The study considers two main types of anti-piracy messaging. The first, prosocial messaging, asks pirates to consider the effect of their consumption on others, such as harm to film industry workers and how piracy compromises the quality of future productions.
This might work for some people, but folks who are familiar with Hollywood and Recording Industry accounting practices and payment schemes fully understand that this is a joke and those industries work fucking hard to not pay people a living wage.
It's an instant turn off and reminder whose pockets I'm really putting money into unless I'm supporting artists directly through something like Patreon or Bandcamp Fridays.
Real pro-social anti-piracy messaging would work on providing me with more options like Bandcamp Fridays, instead of making empty promises that they can renege on easily.
Oh I know. It's a shell of what it used to be, but Bandcamp Fridays still happen and artists have confirmed that they're getting full payouts for them.
It's terrible what they've done to former staff (laying them off) and current staff (making them do more with less) but currently it's one of the few ways to ensure the money still makes it to artists. The ownership of the company hasn't impacted that part of the ethos of Bandcamp... yet. I'm sure the day will come when there is the final Bandcamp Friday, but it isn't here yet.
If they ever come out with a service that has everything, no commercial breaks, and you can download for offline use, those pirates will be in real trouble.
Yeah it was awesome. I didn't download a thing for years because the service was good and price was fair.

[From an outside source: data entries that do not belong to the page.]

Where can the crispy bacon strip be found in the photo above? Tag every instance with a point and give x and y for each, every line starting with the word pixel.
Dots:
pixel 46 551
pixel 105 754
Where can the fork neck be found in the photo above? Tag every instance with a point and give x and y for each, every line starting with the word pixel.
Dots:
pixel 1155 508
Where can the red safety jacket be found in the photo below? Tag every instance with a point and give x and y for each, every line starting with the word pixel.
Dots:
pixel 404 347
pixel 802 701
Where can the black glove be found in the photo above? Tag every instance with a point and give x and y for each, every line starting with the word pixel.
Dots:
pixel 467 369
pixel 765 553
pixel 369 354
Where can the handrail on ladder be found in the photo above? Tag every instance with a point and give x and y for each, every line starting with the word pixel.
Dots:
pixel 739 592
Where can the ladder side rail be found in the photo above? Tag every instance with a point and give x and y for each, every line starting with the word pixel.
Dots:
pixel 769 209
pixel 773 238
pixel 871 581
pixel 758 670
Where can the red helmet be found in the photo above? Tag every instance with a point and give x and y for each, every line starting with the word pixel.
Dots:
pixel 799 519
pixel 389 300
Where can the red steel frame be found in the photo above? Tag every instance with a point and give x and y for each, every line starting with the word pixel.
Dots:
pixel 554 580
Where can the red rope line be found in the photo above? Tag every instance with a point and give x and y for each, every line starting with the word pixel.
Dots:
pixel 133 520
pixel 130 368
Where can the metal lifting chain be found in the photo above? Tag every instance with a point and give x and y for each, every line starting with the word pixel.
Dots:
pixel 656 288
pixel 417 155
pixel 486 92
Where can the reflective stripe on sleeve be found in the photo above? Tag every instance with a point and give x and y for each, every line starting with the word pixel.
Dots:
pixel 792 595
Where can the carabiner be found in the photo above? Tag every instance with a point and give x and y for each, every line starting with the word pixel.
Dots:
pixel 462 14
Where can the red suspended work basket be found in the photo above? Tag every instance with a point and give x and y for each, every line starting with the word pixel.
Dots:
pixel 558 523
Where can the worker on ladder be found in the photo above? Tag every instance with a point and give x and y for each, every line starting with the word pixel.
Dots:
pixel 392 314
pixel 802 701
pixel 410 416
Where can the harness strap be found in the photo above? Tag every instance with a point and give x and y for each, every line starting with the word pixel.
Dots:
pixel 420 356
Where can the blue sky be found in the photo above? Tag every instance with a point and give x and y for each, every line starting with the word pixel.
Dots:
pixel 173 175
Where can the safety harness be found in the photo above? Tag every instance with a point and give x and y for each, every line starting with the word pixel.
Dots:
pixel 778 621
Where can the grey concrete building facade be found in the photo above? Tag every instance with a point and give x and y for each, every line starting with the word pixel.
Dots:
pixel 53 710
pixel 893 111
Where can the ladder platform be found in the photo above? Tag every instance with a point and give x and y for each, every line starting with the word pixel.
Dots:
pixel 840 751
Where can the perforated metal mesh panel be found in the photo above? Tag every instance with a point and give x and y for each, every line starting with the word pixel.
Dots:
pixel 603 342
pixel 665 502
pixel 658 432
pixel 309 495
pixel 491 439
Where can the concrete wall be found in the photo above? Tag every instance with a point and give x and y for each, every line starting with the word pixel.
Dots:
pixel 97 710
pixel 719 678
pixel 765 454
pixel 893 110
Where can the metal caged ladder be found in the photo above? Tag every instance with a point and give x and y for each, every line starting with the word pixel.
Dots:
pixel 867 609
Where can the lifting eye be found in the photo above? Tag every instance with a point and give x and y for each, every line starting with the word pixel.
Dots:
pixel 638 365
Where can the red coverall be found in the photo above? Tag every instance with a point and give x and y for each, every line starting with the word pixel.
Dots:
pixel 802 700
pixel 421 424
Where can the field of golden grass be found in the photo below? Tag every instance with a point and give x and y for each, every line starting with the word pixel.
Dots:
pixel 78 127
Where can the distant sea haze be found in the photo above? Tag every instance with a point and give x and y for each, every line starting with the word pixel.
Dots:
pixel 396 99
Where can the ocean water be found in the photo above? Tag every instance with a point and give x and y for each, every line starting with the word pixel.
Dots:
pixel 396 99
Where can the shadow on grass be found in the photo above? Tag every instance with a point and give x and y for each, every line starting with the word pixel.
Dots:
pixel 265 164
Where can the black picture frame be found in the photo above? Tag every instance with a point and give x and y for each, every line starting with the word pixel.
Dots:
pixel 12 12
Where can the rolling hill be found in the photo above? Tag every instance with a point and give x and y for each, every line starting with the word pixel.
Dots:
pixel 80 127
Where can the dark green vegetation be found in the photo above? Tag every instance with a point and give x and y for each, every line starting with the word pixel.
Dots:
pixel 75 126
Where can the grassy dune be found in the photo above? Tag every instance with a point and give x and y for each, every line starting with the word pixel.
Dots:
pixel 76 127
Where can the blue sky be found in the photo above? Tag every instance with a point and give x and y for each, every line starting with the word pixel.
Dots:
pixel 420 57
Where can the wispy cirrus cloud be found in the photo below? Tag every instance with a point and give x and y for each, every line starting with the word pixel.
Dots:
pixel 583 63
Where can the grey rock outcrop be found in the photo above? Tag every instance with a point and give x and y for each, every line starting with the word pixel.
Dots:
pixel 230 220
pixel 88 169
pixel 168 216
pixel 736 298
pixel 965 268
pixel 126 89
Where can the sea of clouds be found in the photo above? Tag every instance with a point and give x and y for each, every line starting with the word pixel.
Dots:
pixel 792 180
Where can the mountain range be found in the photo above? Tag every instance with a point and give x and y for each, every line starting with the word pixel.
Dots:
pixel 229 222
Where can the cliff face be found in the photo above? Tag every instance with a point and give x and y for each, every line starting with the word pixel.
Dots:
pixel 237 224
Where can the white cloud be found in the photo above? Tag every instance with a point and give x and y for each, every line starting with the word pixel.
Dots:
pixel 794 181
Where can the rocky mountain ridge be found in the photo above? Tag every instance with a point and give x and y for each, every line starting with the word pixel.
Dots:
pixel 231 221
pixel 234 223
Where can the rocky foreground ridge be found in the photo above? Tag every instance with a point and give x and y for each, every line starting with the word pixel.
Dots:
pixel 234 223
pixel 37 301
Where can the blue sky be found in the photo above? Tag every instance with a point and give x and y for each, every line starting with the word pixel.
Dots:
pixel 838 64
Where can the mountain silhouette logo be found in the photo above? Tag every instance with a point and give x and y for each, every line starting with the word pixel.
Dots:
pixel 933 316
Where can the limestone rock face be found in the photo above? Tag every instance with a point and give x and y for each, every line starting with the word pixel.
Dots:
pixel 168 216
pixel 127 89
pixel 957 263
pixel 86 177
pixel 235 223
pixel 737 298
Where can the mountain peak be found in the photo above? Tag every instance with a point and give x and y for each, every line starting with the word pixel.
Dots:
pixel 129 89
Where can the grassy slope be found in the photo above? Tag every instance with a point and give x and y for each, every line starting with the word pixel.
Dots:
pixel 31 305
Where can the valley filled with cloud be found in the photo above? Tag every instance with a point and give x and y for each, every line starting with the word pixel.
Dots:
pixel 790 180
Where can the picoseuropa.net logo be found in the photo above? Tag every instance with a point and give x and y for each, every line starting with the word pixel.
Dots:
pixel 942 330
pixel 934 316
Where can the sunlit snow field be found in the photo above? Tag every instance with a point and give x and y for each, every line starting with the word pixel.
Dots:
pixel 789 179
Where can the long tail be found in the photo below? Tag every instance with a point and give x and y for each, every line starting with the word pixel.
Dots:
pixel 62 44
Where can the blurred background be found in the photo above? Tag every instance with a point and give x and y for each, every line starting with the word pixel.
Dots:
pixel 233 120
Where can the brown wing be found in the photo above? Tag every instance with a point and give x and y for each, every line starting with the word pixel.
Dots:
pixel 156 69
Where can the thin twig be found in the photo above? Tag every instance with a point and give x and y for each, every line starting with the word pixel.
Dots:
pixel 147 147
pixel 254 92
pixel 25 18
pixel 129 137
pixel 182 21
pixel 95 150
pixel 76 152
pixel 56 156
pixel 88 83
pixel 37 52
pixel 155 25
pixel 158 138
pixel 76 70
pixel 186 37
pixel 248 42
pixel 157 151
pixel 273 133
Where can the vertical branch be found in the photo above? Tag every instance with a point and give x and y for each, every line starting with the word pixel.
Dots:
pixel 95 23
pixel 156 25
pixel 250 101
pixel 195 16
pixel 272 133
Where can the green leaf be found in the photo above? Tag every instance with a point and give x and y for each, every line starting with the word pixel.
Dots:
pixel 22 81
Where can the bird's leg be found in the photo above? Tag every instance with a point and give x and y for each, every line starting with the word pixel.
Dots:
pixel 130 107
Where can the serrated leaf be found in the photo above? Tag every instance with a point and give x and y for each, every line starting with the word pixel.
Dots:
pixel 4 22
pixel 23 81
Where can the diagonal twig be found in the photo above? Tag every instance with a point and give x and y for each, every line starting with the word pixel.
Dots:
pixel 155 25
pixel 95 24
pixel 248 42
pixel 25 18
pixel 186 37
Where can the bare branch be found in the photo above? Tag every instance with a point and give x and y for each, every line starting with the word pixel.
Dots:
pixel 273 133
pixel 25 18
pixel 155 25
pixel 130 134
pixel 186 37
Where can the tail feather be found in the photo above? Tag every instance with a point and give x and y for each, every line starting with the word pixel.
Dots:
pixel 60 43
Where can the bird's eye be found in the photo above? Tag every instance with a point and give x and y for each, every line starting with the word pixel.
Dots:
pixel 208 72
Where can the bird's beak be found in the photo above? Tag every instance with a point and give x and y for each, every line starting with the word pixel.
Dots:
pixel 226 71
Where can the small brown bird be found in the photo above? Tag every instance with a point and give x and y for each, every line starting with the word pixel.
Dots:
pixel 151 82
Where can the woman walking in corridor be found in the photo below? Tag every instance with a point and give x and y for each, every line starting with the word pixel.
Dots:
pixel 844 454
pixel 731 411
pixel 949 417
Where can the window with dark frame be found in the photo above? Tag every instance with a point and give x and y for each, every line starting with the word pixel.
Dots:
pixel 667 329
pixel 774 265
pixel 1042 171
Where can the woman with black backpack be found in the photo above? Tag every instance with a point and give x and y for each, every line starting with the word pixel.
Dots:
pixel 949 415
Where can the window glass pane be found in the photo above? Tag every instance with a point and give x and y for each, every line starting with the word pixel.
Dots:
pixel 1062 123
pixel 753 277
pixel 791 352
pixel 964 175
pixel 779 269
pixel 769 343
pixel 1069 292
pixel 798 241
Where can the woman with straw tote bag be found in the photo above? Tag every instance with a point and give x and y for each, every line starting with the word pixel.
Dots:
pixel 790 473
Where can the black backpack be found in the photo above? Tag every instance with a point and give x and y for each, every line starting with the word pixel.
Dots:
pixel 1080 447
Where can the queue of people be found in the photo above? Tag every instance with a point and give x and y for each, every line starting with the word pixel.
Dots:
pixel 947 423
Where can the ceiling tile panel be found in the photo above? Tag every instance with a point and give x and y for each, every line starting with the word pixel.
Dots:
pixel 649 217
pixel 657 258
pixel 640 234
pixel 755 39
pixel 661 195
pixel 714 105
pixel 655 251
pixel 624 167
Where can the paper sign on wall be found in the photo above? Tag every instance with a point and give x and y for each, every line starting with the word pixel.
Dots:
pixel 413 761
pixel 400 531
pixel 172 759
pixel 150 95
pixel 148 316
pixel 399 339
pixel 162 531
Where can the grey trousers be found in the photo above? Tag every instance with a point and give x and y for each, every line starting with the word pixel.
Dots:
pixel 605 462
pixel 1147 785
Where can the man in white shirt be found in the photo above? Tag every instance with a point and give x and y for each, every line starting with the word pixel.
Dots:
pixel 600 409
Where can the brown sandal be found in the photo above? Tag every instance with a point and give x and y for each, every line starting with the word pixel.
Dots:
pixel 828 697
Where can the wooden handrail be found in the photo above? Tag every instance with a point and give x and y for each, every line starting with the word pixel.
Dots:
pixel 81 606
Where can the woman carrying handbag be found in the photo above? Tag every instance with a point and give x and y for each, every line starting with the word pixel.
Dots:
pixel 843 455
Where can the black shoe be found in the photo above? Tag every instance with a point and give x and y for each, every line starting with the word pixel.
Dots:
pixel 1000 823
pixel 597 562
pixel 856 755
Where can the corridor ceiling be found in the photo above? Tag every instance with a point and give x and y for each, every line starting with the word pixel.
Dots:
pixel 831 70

This year I finally gave in. Paying for 6 different streaming services and still not finding the movie we wanted to watch made me get a NAS and cancel (almost) all subscriptions. We kept Spotify and Netflix.
i always get so confused when vpn sponsors play and the main '''benefit''' is accessing geolocked content on netflix. have these people never heard of 'watch xyz online free' or whatever
The discussion around special offers and pricing are actually why I don't subscribe to a lot of things.
It always feels like there's likely going to be a better deal if I just go away and wait and don't bother right now, which typically means I forget I was even interested.
I'd rather places be honest with pricing than play those variable price games because it always feels like I'm going to get scammed if I don't just do nothing and see if the price gets better.
Some platforms offer better prices in exchange for a one-year subscription commitment, but tiered discounts based on subscriber loyalty are much less common.
It's literally the opposite most of the time. The longer you stay the more expensive it becomes.